Last Sunday (10 May), Boris Johnson announced that some employees would be returning to work this week.
The divisive move has caused outrage among unions and employees who are worried about contracting coronavirus.
Some have refused to come in, citing Section 44 of the Employment Rights Act 1996.
What is Section 44?
Section 44 of the Employment Rights Act 1996 applies to every employee but not self-employed contractors. If an employee has a reasonable belief of ‘serious or imminent danger’ to their health and others around them, they can refuse to work on the grounds of Section 44.
They could refuse to work by staying at home, walking out of the workplace or by choosing not to do certain tasks.
We speak to lawyer Matthew Chandler, employment solicitor at A City Law Firm to find out what you should do if employees won’t come to work.
What if an employee refuses to return to work citing Section 44?
Employers should be aware that they have a duty to provide a safe work environment for employees.
They should be looking at doing coronavirus-specific risk assessment. The government have provided guidance to employers, for example keeping a two-metre distance.
Employers should have conducted a thorough risk assessment already. It might also be worth reviewing their written health and safety policy. They should have one if they have more than five employees. They should also assess whether they can supply safety equipment for employees.
- Have you done a risk assessment?
- Have you communicated with your employees about the steps taken?
- Have you thought of creative ways to adapt the workplace to make sure it is safe for employees?
We’re going to be seeing a lot more Section 44 complaints coming into play. For employers, it’s hard – it doesn’t prescribe what’s expected. In short, employees shouldn’t expect detriment if they bring health and safety worries to the employer’s attention.
If the matter isn’t handled carefully, it could lead to claims of constructive dismissal or unfair dismissal. The law will be looking at the belief of the employee.
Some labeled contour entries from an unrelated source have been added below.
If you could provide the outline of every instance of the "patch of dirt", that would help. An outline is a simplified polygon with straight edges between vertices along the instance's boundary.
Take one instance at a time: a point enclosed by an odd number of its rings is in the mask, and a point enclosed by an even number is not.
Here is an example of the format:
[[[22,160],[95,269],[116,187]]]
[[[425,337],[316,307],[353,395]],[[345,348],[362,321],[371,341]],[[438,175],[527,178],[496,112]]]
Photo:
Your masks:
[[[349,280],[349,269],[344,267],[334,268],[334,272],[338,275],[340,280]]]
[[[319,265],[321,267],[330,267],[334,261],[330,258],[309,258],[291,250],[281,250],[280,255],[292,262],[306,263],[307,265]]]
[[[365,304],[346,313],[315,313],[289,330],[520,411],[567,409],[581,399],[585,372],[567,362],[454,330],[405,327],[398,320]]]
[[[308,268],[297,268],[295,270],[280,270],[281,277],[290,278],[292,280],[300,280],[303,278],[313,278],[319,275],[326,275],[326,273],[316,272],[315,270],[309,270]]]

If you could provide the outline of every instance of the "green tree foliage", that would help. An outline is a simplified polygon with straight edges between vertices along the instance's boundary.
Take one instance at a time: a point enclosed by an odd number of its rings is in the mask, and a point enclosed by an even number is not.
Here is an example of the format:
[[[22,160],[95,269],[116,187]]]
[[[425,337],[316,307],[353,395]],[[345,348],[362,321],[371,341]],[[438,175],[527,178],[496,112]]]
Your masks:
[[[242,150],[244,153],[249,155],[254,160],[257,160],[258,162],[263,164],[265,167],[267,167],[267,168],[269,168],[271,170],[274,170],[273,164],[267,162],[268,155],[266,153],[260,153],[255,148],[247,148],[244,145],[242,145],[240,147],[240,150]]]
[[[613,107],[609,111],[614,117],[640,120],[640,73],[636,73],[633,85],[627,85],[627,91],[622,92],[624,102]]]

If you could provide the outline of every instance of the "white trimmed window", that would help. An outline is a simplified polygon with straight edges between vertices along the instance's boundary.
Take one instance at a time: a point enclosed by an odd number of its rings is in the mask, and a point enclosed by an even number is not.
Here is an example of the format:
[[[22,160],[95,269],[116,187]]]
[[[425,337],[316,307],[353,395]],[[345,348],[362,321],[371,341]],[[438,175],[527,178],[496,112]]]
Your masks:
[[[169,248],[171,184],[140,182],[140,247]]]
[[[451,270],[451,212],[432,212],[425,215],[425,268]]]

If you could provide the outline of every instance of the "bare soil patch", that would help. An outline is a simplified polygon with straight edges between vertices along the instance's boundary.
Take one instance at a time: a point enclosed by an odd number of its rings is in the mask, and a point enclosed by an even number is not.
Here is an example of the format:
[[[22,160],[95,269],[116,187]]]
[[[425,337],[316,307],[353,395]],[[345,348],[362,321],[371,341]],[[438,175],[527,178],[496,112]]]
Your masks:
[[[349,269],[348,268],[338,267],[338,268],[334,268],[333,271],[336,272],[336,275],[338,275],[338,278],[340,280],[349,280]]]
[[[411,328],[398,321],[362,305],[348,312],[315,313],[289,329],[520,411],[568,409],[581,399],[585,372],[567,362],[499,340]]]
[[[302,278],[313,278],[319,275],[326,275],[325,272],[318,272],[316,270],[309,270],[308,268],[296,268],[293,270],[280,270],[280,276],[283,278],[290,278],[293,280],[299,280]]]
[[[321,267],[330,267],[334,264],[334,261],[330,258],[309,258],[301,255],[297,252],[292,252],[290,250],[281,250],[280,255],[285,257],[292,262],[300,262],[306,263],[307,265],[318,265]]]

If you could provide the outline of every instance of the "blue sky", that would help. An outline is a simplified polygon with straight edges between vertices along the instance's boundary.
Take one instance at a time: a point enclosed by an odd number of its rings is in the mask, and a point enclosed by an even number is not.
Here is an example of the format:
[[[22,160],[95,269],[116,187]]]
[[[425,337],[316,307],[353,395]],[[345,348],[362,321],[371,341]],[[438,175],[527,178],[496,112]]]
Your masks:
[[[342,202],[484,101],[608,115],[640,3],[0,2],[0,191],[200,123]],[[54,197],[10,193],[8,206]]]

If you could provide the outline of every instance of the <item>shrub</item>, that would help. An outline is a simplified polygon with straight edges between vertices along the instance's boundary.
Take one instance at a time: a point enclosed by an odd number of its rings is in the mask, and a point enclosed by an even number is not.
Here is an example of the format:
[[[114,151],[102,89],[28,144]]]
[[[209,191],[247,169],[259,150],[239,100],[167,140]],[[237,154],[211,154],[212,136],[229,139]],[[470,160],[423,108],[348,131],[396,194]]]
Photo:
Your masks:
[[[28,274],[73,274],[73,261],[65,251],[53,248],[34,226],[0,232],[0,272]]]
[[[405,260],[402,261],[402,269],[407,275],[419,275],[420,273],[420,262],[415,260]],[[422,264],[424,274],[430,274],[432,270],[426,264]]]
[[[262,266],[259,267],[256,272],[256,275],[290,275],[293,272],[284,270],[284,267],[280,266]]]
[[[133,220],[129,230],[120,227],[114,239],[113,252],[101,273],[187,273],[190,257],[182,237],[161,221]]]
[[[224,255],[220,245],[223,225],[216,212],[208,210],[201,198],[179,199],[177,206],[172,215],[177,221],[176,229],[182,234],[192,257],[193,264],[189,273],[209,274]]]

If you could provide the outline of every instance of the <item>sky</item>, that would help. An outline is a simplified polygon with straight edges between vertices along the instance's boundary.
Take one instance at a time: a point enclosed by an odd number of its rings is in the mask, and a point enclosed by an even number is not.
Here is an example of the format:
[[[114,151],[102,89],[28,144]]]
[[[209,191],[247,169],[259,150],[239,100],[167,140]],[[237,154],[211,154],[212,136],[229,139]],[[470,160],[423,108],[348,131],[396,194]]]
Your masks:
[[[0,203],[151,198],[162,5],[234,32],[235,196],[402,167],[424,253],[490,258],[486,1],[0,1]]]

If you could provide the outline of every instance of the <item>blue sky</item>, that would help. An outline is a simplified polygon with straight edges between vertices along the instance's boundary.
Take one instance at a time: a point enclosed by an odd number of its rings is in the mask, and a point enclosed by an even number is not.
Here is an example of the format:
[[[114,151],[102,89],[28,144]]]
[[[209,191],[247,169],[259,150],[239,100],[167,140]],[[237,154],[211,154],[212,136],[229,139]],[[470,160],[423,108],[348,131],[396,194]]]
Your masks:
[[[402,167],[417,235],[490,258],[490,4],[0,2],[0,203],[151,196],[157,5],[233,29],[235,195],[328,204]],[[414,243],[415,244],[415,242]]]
Coronavirus is enough to classify as a danger and a reason not to return to work.
Employers were given short notice of reopening following the Prime Minister’s announcement. What if they haven’t had time to conduct a risk assessment?
Yes – some employers were only given 24 hours. However, in most cases, employers should be doing risk assessments fairly regularly anyway. Coronavirus has been going on for months, they should have considered this an issue for when employees eventually come back. It could be the case that employees don’t return until the employer has done this risk assessment.
If they haven’t done one, employers should consider who they are asking to come into work and if it’s safe to so.
What if an employer couldn’t access their workplace when we were in stricter lockdown to make a more accurate judgment?
I think they should have done a risk assessment of sorts at the beginning of the outbreak. If you couldn’t do a risk assessment during lockdown because you couldn’t access your building, then your safety standard will be based on reasonable grounds.
Would you be happy to do what you’re expecting your employees to do?
The Health and Safety Executive (HSE) will be doing spot checks to ensure that workplaces are safe for staff. What would happen if they deemed the conditions in a working environment ‘unreasonable’?
If a spot check is done and your workplace is not safe, and you can’t say you’ve taken reasonable action, then the HSE can issue a sanction.
If the employer doesn’t have funds to provide safety equipment, then is it safe for an employee to return to work? That’ll be a matter for the employer and the employee.
An employer will have to balance keeping its doors closed versus trying to create a safer working environment for employees. It’s not clear-cut and it’s different for every business.